I may not say I love you in a thousand of words,
or say anything different that you haven't heard,
but if you'd allow me to whisper you just a few words;
know not having you in my life is my only curse.

Remember me, remember us, and what we felt,
when I first saw you, I couldn't help to wonder,
I was so nervous, oh God, how I stuttered...,
but somehow, you smiled, and I melted inside,
that's all it took, and love was born for us two...

It was our secrete rendez-vous
to meet at the park after school.
I swear, there were moments when time stood still;
when love would picnic in our hearts,
and butterflies would sail with our spirit.

I remember the very first hickey I laid upon your cheeks
how I purposely bit you so your skin would turn pink
and how you'd cover it up with make-up so no one would see
I surely remember those times, those were precious to me.

Your heart was my midnight breakfast,
so many hugs and kisses, I never knew of hunger;
you fed me love and passion until I became addicted.
Yet, we were young, and the world was cruel,
gossip here, gossip there, so we'd argue...

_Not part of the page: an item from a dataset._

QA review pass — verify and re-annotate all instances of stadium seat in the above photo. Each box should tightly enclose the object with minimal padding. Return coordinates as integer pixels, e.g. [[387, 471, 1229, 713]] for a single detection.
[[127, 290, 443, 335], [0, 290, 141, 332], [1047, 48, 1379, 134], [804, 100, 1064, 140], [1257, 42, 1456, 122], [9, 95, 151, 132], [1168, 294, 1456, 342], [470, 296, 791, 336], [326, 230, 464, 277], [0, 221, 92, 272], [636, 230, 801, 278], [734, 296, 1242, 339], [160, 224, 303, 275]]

And now, I painfully live our lives through the lives of other folks
each time I see two people cuddle, I chuckle,
each time I think of happiness, I think of you...
how I wish life could start anew....

I may not say I love you in a thousand of words,
or say anything different that you haven't heard,
but there always comes a time,
when I miss you more than life,
it hurts so much, that I often break down and cry.




Author notes

Option 2: Write a poem telling someone just how much you miss them. Please write it for someone still with us. I think it’s important to touch someone’s heart while we still can.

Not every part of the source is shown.